Prevalece a vontade de uma maioria, mas guiada pelas tradições, pelo condicionamento, quando não pelo simples medo. Os fundamentalistas, inclusive, já têm um presidente e um vice que desejam impor, caso logrem êxito na "Revolução" que pretendem fazer.
Tratam-se de Abassi Madani e Ali Belhadj, respectivamente, que prometem estabelecer a "Sharia" imediatamente, já no primeiro ano, caso seu partido venha a obter maioria no Parlamento. O que a agremiação quer, todavia, não é uma vitória em disputa que possa ser classificada de democrática, mas aplicar um autêntico golpe de Estado, posto que pretende vencer de qualquer maneira. E isto, convenhamos, não é sequer arremedo de democracia.

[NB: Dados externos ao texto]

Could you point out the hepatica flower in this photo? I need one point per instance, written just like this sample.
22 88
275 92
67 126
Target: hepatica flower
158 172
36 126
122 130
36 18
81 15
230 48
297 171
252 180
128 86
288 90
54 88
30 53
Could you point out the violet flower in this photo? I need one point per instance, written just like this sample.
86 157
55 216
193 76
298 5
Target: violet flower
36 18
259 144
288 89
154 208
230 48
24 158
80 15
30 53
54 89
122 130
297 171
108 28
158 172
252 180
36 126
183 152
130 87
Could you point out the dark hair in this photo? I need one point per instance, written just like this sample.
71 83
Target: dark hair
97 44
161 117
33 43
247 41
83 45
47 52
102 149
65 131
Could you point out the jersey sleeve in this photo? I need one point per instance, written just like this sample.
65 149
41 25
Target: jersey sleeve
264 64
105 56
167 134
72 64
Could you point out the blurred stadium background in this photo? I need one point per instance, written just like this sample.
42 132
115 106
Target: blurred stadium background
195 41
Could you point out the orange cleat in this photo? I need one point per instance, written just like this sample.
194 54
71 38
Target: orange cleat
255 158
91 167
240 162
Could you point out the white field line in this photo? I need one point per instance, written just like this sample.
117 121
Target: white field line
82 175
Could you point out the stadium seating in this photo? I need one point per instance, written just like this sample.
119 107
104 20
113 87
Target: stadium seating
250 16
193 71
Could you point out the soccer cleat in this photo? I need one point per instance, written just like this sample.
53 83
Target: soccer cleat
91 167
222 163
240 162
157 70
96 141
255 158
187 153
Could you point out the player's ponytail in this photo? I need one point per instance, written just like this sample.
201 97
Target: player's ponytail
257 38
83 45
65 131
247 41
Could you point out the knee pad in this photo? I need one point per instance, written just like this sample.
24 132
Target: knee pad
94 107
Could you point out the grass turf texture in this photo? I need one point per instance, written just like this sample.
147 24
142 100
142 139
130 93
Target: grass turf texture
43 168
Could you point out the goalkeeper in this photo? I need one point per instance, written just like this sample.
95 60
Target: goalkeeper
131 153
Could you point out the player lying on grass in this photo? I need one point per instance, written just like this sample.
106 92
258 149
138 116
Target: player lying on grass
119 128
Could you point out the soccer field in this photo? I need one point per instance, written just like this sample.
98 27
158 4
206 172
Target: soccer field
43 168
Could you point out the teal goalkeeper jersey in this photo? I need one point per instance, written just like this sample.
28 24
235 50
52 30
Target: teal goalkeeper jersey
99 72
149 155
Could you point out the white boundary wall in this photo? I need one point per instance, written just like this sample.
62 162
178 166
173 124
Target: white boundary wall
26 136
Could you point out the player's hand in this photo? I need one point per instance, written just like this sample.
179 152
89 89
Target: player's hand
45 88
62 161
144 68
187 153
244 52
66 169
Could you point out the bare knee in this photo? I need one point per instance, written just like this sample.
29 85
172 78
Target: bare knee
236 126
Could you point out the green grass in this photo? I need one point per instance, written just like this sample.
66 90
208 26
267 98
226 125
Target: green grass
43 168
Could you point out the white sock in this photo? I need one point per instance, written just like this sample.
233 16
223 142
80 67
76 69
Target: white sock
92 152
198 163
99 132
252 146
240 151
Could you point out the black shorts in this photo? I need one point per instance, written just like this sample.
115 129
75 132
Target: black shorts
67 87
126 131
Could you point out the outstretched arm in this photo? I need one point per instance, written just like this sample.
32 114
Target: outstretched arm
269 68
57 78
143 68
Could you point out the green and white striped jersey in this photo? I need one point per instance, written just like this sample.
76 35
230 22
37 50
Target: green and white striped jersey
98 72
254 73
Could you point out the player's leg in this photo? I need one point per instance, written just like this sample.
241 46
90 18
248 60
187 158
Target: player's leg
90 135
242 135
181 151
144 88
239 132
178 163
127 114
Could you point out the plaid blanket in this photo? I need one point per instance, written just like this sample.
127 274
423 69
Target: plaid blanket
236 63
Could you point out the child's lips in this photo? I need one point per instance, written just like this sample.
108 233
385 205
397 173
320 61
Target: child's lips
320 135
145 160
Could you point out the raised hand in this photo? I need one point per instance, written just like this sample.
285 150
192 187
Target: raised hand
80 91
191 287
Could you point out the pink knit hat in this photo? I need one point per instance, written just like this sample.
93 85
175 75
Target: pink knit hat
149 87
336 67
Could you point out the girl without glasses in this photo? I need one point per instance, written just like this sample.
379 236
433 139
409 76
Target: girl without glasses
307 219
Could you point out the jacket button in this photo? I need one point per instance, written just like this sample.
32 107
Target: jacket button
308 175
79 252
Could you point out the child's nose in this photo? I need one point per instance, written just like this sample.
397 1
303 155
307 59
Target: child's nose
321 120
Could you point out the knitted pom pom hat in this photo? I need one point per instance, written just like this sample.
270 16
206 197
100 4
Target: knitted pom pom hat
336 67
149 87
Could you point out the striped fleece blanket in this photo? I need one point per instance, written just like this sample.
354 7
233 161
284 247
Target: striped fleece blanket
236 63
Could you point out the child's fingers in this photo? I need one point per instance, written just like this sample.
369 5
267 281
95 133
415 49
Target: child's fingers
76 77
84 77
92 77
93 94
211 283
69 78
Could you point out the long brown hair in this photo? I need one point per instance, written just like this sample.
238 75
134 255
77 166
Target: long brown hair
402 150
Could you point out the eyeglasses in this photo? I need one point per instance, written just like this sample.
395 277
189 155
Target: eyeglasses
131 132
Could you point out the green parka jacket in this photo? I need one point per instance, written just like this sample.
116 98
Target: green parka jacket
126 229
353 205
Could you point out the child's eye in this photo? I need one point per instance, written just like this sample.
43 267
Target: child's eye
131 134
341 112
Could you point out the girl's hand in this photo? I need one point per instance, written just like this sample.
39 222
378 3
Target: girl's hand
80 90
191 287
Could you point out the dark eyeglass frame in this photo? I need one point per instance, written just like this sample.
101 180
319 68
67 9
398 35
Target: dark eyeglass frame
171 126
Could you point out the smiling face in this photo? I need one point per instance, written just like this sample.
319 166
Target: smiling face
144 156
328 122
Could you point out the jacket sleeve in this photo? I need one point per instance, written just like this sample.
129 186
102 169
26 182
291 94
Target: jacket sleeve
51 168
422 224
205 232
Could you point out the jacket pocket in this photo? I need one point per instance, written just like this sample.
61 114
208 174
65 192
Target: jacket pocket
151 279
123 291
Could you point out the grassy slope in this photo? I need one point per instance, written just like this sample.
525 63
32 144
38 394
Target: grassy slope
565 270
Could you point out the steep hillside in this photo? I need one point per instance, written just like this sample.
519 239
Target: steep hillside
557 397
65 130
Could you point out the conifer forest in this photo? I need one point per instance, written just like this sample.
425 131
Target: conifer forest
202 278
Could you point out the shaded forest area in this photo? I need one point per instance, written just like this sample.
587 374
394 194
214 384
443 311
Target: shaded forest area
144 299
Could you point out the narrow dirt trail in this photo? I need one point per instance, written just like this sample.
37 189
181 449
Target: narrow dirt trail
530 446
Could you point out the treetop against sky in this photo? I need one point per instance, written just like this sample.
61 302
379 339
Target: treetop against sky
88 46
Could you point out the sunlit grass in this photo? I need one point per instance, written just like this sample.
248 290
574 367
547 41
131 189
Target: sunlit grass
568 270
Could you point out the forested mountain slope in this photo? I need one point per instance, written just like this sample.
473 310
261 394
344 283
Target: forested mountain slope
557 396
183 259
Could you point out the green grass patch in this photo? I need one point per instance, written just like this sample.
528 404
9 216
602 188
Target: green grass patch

É lamentável que isso ocorra num país que em 29 anos de vida independente teve somente três presidentes, dois dos quais eleitos: o Coronel Ahmed Ben Bella, que após o golpe militar contra Ben Yussef Ben Kheda, em 1962, pouco após a independência, venceu as eleições de 1963 e o atual Chadli Bendjedid, cuja escolha nas urnas se deu em 1979, alguns meses depois da morte de Houari Boumediene, que havia assumido mediante um expediente golpista em 1965.
O ex-presidente dos Estados Unidos, James Madison, que governou os norte-americanos por dois mandatos consecutivos no início do século passado (de 1809 a 1817), enunciou um preceito para uma sociedade livre: "A receita em favor da liberdade deve ser dirigida contra a mais alta prerrogativa de poder. Mas isto não se encontra nem ramo executivo nem no ramo legislativo do governo e sim no seio do povo, operado pela maioria contra a minoria".
(Artigo publicado na página 17, Internacional, do Correio Popular, em 6 de junho de 1991).